S hould we reject all modern technology? Please stop the nonsense. You are not breaking any commadment . Man-made law is different than Torah or biblical based instructions. The same goes with the music. The L-rd deserves to be praise in a magnificient , solemn and joyous way. So you listen to certain secular music the whole week and when attending the shabbat service or the house of the L-rd it is going to be all silent? What about Jehoshaphat, or Josaphat, King of Judah? What about David? they both were great musicians and certain in ancient Israel and through the Bible you can see that music is a great part and heritage of Jewish people.
What kind of example are we giving? in Shabbat you should sing , listen and dance to religious and spiritual music that bless His Name. Music was always a part of the people, but it took on new significance with the construction of the Temple at Jerusalem. From the moment that King David “danced with all his strength,” in front of the Holy Ark as it entered Jerusalem, all religious ceremonies would be accompanied by music.
Music is central to the religious experience, indeed to the human experience, and there is no book more full of music than the Torah. If nothing else, the fact that the Torah is publically chanted, not simply read in a narrative fashion, should indicate the centrality of music as a form of deeper communication. Every word in the entire Biblical set of books has a musical note, called a “trope,” attached to it.

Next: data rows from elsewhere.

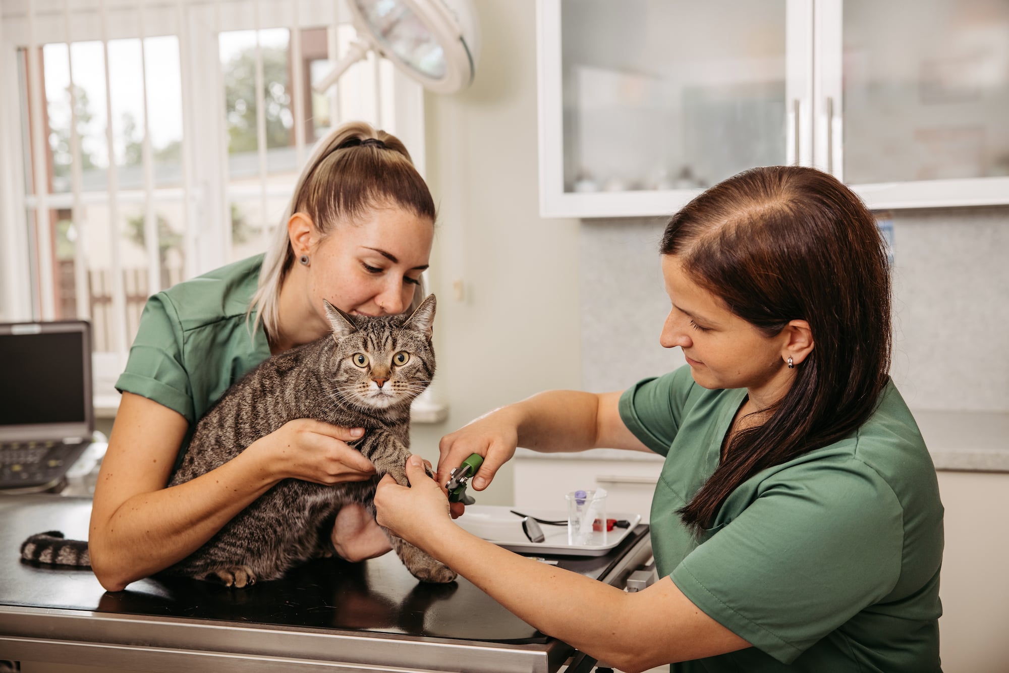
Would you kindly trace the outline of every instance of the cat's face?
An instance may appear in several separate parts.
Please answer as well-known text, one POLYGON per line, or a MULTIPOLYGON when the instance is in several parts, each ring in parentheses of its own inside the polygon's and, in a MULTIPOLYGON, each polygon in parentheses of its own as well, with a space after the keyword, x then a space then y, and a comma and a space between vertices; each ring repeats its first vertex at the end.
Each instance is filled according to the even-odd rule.
POLYGON ((435 296, 412 315, 349 316, 327 302, 336 348, 328 366, 334 394, 358 408, 387 409, 420 395, 435 373, 435 296))

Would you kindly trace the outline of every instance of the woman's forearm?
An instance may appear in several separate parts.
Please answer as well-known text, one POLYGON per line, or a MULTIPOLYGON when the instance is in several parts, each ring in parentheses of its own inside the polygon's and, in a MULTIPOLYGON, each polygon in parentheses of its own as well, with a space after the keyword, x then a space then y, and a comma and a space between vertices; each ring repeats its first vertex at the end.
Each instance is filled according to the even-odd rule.
POLYGON ((425 536, 429 553, 523 621, 599 660, 634 668, 628 659, 631 595, 608 584, 513 554, 458 527, 425 536))
POLYGON ((191 481, 129 497, 104 523, 92 521, 92 567, 102 585, 119 590, 181 561, 276 483, 249 449, 191 481))
POLYGON ((506 407, 516 415, 519 446, 563 452, 593 448, 598 435, 599 396, 548 390, 506 407))

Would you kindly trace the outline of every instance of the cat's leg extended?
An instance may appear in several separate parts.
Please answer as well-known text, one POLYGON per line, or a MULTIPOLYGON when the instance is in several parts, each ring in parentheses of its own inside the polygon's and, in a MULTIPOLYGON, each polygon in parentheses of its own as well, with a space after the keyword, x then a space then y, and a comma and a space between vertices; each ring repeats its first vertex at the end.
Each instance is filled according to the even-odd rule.
MULTIPOLYGON (((364 439, 365 441, 360 446, 361 453, 374 464, 378 476, 390 474, 398 483, 409 486, 410 481, 407 479, 406 468, 407 460, 410 458, 410 449, 391 433, 376 432, 364 439)), ((426 469, 426 471, 428 476, 434 476, 430 469, 426 469)), ((371 515, 374 516, 374 500, 370 500, 366 504, 371 515)), ((382 527, 382 531, 385 532, 396 555, 400 557, 400 560, 414 577, 423 582, 436 583, 455 580, 455 571, 447 565, 406 540, 393 535, 388 529, 382 527)))

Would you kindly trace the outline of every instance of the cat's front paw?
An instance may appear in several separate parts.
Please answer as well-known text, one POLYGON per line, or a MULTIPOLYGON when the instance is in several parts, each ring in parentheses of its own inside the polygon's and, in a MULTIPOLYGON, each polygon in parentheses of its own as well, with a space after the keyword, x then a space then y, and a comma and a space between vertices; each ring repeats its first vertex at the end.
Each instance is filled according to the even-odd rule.
POLYGON ((227 568, 211 570, 200 579, 208 582, 220 582, 225 586, 241 589, 255 584, 255 573, 247 565, 233 565, 227 568))
POLYGON ((449 582, 454 582, 455 578, 458 577, 458 574, 454 570, 441 563, 432 563, 420 568, 411 568, 410 571, 414 577, 422 582, 431 582, 432 584, 448 584, 449 582))

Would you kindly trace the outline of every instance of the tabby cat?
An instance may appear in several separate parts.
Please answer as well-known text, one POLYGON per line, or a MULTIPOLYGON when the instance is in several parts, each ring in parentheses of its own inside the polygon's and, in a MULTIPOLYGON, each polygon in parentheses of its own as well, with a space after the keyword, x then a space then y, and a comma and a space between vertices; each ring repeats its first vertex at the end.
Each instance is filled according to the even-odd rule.
MULTIPOLYGON (((256 439, 301 418, 364 428, 364 436, 350 445, 374 463, 377 476, 336 485, 285 479, 165 573, 237 587, 276 579, 299 563, 332 554, 329 533, 344 504, 361 503, 373 516, 381 475, 408 483, 410 404, 435 370, 435 297, 429 296, 409 317, 351 317, 329 303, 326 311, 332 335, 270 357, 232 385, 197 424, 169 485, 221 466, 256 439)), ((418 579, 455 579, 447 566, 385 534, 418 579)), ((89 565, 87 543, 64 540, 57 531, 28 538, 21 558, 89 565)))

Within the Biblical period itself, we find song to be the language of choice at the most dramatic moments. “Thus sang Moses and the Children of Israel,” after the crossing of the Reed Sea. Later, we have the Song of The Well in Numbers, the Song of Devorah in Judges and the Song of David in Kings. These songs are outpourings of joy and gratitude to God after the manifestation of His miracles and deliverance. The function of music in Judaism is to inspire man, sort of imitating angels, which praise the L-ord constantly and we must use all the tools that we have, both in vocal talent and in creativity.